I'm reading two books right now. One is Sleeping on the Wing: An Anthology of Modern Poetry with Essays on Reading and Writing by Kenneth Koch and Kate Farrell. The other book is Until I Find You, by John Irving.
A couple of days ago, Kristy Bowen mentioned on her blog about how she reads poetry to study it, but fiction is something she reads for pleasure, and she gobbles it up on the subway, on buses, during every free moment. There are times when I do this too. Like now. Sleeping on the Wing is really an educational text, and the novel is not, so my reading choices appear pretty clear cut. In the morning, I read a chapter of Sleeping on the Wing, and then I write, but it's a sort of gluttonous pleasure that I don't get from the novel reading.
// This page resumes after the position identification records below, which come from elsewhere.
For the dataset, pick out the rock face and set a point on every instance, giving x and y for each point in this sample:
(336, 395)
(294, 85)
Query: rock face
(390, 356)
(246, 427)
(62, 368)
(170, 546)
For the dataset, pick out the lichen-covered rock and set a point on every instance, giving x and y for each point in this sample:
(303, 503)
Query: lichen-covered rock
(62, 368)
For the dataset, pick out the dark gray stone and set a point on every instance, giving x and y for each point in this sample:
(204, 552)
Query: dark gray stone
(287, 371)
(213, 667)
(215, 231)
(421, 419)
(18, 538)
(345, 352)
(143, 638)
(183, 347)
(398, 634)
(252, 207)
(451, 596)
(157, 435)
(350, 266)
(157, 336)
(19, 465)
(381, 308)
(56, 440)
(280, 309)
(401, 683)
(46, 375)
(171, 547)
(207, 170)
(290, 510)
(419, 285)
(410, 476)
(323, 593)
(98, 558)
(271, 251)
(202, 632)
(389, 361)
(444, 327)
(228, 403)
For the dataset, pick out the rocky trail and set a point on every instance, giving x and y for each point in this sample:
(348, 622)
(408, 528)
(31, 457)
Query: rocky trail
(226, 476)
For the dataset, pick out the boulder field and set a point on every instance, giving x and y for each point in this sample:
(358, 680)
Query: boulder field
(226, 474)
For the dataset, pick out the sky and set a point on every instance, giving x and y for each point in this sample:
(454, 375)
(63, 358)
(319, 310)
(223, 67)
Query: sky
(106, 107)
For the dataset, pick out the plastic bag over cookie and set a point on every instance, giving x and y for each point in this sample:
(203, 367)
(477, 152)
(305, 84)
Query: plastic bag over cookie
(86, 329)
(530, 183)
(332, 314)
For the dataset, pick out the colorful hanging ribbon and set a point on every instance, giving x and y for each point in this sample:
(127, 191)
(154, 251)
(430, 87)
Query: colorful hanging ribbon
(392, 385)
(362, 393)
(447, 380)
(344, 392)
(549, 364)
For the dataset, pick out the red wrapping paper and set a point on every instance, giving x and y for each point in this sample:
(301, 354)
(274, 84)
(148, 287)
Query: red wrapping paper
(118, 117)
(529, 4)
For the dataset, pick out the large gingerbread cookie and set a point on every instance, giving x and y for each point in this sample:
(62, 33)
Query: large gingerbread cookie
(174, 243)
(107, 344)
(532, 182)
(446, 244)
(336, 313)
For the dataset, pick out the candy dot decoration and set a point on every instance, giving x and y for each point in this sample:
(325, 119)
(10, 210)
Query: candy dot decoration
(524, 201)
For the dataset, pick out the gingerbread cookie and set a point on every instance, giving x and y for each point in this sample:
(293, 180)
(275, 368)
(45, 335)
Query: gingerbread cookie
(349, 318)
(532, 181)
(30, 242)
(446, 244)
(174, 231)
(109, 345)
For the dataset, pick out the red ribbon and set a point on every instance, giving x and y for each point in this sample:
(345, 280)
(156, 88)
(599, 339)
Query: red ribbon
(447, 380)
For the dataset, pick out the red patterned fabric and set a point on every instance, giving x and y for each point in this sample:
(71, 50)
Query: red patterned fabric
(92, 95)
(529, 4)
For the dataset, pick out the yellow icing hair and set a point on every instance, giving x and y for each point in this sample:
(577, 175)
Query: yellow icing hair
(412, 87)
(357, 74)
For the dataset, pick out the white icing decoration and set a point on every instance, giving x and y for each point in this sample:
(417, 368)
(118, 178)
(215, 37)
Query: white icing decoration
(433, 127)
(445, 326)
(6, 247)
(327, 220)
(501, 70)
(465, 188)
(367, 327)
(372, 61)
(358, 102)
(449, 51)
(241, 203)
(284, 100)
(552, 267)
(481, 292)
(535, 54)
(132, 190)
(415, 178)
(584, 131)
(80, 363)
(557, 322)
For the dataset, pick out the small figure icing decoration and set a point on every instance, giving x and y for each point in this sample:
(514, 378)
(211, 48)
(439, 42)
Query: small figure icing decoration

And on the flipside, I learn as I read from the novel too and have thoughts like - aha - that's the third time Irving has hinted at the boy's future - a device -or - that is one of the greatest sentence structures - I wonder if I'll ever write one like that? So far, the first 150 pages of the novel are compelling. I want to know what happens to the boy. There's been a lot of tattooing, prostitutes, church organs and interesting characters throughout the European travels he's taken with his mother. I keep turning the pages. A good sign.
This morning I read several poems by Arthur Rimbaud. He wrote all of his poetry between the ages of 15 and 20, and only lived into his forties. He stopped writing poetry, but wrote letters later in his life. I was amazed at his ability to create dreamlike scenes from the sort of moments that are so simple they seem to defy words - lush and beautiful imagery. Kenneth Koch follows the chapter with a short essay on translation, that ends with his admission to learning French just so he could read Rimbaud and Appollinaire. I'm enjoying this book so much, it made me cry to think I can't thank Kenneth Koch for the Rimbaud translations, and the inspiring essay. Too late to thank him, other than by continuing to read and write.